Managing the Work
knowing who is doing what and what is in their way
Learning Objectives
- Set up a lightweight tracking system for a small team.
- Write a status update that makes blockers visible.
Before
Jess held her first sprint planning meeting with Tahia and Ren six weeks into the post-doc. She had a list of fourteen open GitHub issues and a whiteboard. Two hours later they had agreed on a prioritized set of work for the next three weeks. The following Monday, Jess asked each of them what they were working on. Tahia was working on a refactoring she had decided was necessary, but which wasn't on the list. Ren was working on her first item but had been stuck for two days on a dependency issue he hadn't mentioned because he hadn't wanted to look like he couldn't handle it.
Knowing Who Is Doing What
Project management at Jess's scale is not Gantt charts. It is knowing who is working on what and what is in their way. [Brooks1995, Fournier2017] both put it clearly: the manager's job is to remove obstacles, not to assign tasks. The planning meeting matters less than the Monday morning check-in that reveals that someone is stuck.
The three-column status update makes blockers visible without requiring a long meeting to surface them. Before the meeting, everyone writes and shares bullet points explaining:
- Progress: what they finished since last time
- Plans: what they will finish before next time
- Problems: what is blocking them (or might)
Progress and Plans are read; the meeting discusses Problems.
This format only works if "Problems" is psychologically safe to fill in. If people think admitting a blocker will be treated as evidence of incompetence, they'll leave it blank, and the manager will find out two weeks later.
Issues work as a to-do list when each one has an assignee, a milestone, and a time estimate. "Someday/maybe" items get a backlog label, not a slot in the active milestone. Issues are closed when the work is done, not when the pull request is merged. The issue tracker is the record of what the team decided to do; the PR history is the record of what they actually built.
Issues that have not been triaged are a signal that no one is running the project. Once a week (at least), go through all newly-filed issues and assign each a category and a priority (even if that priority is "not on the roadmap").
Cutting
Cutting scope always feels like failure, but deferring the cut almost always costs more than the cut itself. If you have a feature that is 80% done at the end of a sprint and it is blocking a release, the options are to delay the release, ship with something that is known to be incomplete, or cut the feature. None of these feels good, but deciding to cut two weeks after you should have is always more expensive.
After
Jess instituted two changes after the sprint planning failure. First, she asked everyone to write a three-column status update in a shared document by 9:30 am on Monday. Second, she labeled Ren's blocker immediately as "needs external help" and spent thirty minutes on the dependency issue with him before her next meeting. He had been stuck for two days on something that took thirty minutes to resolve because she hadn't known to look.
Exercises
Write a Status Update (8 min)
Write one three-column status update for yourself, then swap with a partner. Read their Problems column and identify one thing you could do to help.

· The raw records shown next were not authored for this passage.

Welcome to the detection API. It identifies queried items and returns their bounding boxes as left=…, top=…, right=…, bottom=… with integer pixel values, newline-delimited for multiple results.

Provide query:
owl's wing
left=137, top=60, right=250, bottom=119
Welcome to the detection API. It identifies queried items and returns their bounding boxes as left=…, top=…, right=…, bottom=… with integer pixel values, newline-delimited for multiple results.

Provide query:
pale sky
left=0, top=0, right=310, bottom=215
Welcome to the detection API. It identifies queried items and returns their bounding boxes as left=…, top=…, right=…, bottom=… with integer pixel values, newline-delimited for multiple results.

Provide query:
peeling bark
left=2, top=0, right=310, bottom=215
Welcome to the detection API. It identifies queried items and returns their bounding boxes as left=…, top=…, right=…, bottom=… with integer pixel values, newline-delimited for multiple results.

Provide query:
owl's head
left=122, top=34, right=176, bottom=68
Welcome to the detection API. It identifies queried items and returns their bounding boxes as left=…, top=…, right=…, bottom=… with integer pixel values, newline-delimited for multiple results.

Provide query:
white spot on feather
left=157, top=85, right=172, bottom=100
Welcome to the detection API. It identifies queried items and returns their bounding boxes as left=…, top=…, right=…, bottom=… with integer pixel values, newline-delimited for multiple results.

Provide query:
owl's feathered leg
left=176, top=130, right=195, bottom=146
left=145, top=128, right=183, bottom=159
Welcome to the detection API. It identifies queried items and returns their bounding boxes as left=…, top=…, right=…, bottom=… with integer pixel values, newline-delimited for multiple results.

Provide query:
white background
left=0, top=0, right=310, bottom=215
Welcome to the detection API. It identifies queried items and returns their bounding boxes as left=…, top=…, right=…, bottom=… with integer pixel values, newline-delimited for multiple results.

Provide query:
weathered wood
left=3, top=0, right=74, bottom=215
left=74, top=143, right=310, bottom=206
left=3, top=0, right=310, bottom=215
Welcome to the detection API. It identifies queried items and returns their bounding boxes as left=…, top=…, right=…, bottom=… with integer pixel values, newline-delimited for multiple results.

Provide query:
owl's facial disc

Set Up a Milestone (7 min)
Prompt the LLM with something like this:
Given these open issues in my project [paste 5-8 real issue titles], help me create a four-week milestone. Assign each to either the milestone or a backlog. For each milestone issue, estimate the effort in hours and identify dependencies.
-
Note which assignments the LLM got wrong because it doesn't know your project's history or your team's actual capacity.
-
Open your project's issue tracker. Create a milestone ending four weeks from today. Move or create 3-5 issues into it, each with an assignee and a time estimate. Flag any "in progress" issue with no recent activity as "stalled."